Postgres unique constraint

I’ll start a series on Postgres vs. Oracle access paths because I know Oracle and I learn Postgres. While preparing it, I came upon some surprises because I’m so used to Oracle that I take some behavior as granted for any SQL databases. I recently posted a tweet about one of them, comparing latest Postgres version to earliest Oracle version I have on my laptop.
The goal of the tweet was exactly what I said above: show my surprise, using Oracle 7 as a reference because this is the version where I started to learn SQL. And there’s no judgment behind this surprise: I can’t compare a software I use for more than 20 years with one I’m just learning. I have a big admiration for the Oracle design and architecture choices. But I’ve also a big admiration for what the Postgres community is doing.

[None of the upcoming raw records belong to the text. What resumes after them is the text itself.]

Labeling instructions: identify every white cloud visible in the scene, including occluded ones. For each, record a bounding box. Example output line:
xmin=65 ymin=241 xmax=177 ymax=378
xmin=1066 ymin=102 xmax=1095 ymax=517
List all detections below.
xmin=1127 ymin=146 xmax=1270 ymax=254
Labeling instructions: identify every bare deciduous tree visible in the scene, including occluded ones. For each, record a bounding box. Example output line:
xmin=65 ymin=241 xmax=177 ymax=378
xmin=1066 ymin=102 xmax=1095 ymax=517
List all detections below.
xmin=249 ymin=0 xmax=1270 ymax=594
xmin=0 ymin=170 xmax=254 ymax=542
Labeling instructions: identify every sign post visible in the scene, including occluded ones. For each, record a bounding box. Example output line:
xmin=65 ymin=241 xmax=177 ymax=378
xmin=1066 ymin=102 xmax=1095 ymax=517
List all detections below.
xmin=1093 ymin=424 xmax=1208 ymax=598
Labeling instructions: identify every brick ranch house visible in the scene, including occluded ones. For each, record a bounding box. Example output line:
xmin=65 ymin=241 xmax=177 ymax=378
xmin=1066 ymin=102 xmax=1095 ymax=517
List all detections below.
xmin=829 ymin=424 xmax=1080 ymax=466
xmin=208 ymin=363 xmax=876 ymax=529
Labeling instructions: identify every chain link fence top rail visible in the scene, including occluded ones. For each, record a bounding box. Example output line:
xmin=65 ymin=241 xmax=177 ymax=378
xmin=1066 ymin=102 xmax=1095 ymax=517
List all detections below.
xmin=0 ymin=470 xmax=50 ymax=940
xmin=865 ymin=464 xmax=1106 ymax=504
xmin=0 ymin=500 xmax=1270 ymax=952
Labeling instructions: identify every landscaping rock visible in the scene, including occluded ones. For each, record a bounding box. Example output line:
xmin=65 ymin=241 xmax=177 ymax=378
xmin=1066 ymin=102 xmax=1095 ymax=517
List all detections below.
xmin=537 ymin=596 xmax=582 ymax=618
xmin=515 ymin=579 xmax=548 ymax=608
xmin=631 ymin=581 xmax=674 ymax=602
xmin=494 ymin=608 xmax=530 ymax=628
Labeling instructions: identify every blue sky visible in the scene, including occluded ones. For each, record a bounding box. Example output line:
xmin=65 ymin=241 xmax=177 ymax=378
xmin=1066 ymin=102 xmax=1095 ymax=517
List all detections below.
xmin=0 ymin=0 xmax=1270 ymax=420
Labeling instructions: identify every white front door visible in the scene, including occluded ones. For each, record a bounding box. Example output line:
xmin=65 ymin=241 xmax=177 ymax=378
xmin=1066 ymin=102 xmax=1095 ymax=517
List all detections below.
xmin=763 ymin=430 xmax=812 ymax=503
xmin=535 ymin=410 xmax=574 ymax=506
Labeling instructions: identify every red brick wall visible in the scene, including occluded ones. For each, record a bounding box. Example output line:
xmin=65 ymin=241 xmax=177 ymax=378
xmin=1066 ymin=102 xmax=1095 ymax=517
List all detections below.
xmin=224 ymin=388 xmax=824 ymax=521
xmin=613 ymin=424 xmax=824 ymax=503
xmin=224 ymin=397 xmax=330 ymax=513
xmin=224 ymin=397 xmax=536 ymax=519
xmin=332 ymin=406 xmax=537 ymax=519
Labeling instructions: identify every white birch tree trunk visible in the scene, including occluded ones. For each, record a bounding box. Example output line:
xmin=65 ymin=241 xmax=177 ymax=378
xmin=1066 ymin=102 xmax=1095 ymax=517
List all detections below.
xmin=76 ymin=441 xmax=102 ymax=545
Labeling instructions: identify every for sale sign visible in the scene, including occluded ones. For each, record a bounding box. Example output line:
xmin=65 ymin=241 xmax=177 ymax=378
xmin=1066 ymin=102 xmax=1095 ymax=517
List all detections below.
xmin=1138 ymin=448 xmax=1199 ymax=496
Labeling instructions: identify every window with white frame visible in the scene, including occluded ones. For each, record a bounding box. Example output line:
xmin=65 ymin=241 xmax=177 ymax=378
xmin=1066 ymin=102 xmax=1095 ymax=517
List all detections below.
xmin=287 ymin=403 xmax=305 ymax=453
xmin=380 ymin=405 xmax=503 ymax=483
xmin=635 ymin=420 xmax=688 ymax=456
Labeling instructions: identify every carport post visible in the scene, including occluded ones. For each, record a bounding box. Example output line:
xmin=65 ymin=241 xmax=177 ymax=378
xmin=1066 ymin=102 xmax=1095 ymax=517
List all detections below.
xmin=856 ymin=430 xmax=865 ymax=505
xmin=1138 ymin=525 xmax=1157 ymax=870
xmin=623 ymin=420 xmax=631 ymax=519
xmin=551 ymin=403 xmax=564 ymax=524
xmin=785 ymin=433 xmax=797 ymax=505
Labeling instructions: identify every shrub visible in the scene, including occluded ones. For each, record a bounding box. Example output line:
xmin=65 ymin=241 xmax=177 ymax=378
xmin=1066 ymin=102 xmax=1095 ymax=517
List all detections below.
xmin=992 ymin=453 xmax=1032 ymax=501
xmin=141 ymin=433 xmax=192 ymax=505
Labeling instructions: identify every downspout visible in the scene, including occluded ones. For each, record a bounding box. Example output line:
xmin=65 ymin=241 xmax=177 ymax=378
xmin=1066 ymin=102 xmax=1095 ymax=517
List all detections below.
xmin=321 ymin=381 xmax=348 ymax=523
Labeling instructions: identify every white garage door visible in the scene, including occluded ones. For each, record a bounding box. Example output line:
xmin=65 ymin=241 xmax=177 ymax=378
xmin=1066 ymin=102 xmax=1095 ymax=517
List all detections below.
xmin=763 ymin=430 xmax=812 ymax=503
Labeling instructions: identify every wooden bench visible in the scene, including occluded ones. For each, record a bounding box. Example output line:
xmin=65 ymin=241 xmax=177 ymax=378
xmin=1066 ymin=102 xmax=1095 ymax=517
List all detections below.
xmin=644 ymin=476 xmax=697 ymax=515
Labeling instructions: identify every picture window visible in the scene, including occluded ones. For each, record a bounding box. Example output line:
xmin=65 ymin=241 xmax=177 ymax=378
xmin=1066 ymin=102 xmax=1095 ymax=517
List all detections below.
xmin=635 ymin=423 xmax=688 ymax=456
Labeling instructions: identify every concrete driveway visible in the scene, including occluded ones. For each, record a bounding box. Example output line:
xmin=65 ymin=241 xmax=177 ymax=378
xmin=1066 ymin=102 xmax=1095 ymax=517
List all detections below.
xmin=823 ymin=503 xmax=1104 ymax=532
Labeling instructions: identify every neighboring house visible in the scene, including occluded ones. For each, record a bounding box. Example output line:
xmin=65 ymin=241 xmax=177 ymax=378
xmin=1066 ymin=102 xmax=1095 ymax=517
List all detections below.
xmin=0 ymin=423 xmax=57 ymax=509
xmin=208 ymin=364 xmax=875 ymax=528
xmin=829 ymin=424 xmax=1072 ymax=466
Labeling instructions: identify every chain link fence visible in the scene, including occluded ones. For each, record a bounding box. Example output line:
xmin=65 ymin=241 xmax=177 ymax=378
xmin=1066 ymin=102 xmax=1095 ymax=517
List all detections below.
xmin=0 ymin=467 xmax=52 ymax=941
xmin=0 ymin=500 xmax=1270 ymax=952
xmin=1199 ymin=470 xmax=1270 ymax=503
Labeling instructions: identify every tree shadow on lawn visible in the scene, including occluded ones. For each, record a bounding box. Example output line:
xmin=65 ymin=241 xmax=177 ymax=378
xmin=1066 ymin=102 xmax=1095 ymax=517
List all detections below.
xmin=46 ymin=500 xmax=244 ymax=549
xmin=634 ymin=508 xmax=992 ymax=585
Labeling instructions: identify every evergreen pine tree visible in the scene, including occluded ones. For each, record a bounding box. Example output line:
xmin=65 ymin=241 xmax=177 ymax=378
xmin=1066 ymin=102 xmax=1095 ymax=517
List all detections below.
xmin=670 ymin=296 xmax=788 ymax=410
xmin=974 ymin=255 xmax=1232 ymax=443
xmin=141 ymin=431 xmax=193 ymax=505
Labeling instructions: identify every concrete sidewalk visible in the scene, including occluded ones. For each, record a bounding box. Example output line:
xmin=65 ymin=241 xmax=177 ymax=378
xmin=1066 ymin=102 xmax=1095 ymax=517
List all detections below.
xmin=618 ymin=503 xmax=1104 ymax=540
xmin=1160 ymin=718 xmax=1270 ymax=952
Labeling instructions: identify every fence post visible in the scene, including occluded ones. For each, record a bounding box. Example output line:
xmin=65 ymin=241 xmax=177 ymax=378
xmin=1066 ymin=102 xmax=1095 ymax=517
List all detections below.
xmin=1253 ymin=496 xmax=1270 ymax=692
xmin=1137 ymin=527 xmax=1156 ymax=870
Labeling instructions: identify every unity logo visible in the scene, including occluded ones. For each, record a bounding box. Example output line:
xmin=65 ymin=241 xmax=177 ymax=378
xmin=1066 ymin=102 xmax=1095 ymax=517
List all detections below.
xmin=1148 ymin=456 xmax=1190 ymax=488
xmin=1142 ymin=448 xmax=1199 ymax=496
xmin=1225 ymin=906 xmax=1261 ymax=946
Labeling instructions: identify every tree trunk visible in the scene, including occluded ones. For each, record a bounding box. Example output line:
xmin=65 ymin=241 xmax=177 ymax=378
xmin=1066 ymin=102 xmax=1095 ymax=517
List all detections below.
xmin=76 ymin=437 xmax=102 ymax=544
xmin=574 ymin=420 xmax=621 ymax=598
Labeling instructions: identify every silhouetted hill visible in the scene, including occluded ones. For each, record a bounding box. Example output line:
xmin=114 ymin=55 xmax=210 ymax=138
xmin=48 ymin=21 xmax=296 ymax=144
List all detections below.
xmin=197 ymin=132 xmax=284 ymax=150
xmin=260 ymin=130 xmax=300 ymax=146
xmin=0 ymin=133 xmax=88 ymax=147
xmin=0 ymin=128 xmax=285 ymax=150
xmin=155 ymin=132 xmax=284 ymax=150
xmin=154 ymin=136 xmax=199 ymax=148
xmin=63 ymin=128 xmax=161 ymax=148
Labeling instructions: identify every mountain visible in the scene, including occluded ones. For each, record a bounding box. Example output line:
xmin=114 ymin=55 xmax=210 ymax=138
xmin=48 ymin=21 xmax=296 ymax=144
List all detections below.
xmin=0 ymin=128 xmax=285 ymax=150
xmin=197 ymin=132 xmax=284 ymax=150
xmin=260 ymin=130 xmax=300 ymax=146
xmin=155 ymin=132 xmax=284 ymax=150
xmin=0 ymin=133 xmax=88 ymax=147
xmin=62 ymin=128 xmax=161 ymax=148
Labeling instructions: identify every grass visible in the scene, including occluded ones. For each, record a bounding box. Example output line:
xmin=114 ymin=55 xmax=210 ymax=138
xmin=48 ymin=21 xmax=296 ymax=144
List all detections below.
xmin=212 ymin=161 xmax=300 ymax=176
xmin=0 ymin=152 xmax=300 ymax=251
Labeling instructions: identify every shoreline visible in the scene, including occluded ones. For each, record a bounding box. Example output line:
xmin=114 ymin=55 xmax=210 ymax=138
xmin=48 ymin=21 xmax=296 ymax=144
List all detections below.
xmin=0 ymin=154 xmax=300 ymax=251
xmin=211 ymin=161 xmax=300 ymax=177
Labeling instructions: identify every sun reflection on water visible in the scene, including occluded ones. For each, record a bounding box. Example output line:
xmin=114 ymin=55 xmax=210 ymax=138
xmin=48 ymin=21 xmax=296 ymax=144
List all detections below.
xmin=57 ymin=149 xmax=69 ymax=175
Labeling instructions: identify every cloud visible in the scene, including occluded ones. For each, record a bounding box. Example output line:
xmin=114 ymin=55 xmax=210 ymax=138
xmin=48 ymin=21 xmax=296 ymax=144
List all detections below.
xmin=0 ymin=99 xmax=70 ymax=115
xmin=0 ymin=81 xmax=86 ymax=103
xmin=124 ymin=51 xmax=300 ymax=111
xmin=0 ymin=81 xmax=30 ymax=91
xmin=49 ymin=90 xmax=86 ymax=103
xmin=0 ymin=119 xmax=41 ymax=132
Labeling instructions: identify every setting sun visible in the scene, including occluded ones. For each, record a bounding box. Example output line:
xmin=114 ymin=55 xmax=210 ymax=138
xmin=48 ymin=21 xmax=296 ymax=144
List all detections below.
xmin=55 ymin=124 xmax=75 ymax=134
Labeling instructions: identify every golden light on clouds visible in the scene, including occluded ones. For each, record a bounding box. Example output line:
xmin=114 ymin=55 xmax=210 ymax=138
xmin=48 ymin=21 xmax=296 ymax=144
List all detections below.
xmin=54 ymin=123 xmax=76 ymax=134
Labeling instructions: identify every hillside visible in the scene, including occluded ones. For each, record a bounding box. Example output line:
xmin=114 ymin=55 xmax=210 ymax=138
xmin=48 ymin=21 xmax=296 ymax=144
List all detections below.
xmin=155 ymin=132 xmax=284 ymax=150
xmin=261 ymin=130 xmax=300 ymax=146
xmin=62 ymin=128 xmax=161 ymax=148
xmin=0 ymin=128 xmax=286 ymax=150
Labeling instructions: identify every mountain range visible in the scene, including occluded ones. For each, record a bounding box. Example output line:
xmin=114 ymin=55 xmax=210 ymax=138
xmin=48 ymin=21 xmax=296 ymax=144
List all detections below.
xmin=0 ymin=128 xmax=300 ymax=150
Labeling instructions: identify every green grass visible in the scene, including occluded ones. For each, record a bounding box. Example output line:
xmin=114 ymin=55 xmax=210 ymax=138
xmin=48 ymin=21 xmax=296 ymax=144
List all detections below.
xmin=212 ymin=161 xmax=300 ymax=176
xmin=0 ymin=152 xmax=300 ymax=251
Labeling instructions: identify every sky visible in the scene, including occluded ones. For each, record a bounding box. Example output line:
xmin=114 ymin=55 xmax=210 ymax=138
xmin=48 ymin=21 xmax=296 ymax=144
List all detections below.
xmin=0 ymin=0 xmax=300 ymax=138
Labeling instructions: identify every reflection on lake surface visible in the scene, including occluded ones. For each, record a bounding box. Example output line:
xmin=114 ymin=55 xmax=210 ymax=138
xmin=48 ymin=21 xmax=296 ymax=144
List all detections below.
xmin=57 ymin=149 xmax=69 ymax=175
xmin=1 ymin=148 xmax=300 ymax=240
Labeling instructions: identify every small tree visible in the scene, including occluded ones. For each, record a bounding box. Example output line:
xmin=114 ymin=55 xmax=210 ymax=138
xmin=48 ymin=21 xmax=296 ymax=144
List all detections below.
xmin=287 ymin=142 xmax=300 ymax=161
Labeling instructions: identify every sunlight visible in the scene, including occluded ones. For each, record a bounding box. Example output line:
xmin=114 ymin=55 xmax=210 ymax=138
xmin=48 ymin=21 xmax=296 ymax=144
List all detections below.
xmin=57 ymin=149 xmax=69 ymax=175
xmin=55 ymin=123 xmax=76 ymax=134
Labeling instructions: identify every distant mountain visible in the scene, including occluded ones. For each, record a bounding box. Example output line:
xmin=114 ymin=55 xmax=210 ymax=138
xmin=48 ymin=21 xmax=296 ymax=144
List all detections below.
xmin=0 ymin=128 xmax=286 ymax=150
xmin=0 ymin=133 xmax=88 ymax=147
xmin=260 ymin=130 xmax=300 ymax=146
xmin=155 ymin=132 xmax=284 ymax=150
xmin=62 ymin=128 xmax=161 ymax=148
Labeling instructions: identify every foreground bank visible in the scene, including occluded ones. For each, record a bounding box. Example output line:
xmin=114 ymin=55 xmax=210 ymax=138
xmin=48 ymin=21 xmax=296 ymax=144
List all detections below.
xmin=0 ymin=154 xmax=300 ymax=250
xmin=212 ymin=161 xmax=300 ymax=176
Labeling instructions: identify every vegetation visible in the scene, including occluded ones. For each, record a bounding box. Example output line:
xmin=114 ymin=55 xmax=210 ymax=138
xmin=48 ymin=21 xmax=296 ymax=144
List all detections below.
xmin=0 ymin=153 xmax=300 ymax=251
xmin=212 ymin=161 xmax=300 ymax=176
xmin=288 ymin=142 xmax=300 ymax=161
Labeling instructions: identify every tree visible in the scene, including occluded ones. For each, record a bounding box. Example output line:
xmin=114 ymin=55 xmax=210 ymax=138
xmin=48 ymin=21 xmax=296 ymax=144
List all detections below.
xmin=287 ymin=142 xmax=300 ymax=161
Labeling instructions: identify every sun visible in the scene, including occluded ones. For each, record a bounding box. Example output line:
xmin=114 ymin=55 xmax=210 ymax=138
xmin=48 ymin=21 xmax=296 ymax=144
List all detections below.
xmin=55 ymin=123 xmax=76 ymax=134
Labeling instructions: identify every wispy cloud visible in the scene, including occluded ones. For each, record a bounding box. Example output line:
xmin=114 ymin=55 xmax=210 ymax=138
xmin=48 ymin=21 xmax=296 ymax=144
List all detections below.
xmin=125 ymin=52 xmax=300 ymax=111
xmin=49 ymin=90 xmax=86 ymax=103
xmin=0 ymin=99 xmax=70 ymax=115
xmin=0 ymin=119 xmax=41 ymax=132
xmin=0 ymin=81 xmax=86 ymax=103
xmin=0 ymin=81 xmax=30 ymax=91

In my tweet I’ve updated a primary key. I think I’ve never designed in real life a primary key that has to be updated later. For each table we need a key that is immutable to identify rows for referential integrity constraints, or for replication. The value must be known from the first insert (which means the columns are declared not null) and the value is never updated. It makes sense to use a primary key for that as it is unique and not null.

Actually, a better case would be a simple unique constraint where we just exchange two rows. A real-life example is a list of items, having probably a surrogate key as the primary key, and a unique key including an item number. When the user wants to move up one item, we just run an update on two rows, exchanging their numbers. The unique constraint just ensures that we have only distinct values so that a select … order by will always return the values in the same order.

All similar cases have the same consequence: when you process row by row the update, the uniqueness may be violated. But at the end of the statement, the constraint is still valid.

Here is the initial example with updating all rows:


create table demo as select generate_series n from generate_series(1,2);
SELECT 2
alter table demo add constraint demo_pk primary key(n);
ALTER TABLE
select * from demo;
n
---
1
2
(2 rows)
 
begin transaction;
BEGIN
update demo set n=n-1;
UPDATE 2
select * from demo;
n
---
0
1
(2 rows)

This works. I’ve inserted the rows in ascending order of n. Decreasing the value doesn’t violate the uniqueness at any time because it reads rows from the beginning to the end.

However, when we increase the value, we have a duplicate value until we process the next row. And by default, Postgres fails:

update demo set n=n+1;
ERROR: duplicate key value violates unique constraint "demo_pk"
DETAIL: Key (n)=(1) already exists.

The bad thing is that the behavior of the application depends on the physical order of the rows and the order where they are processed. This violates the Codd rule about physical independence. In addition to that, the SQL statements should behave as processing the set of rows rather than low-level row-by-row processing.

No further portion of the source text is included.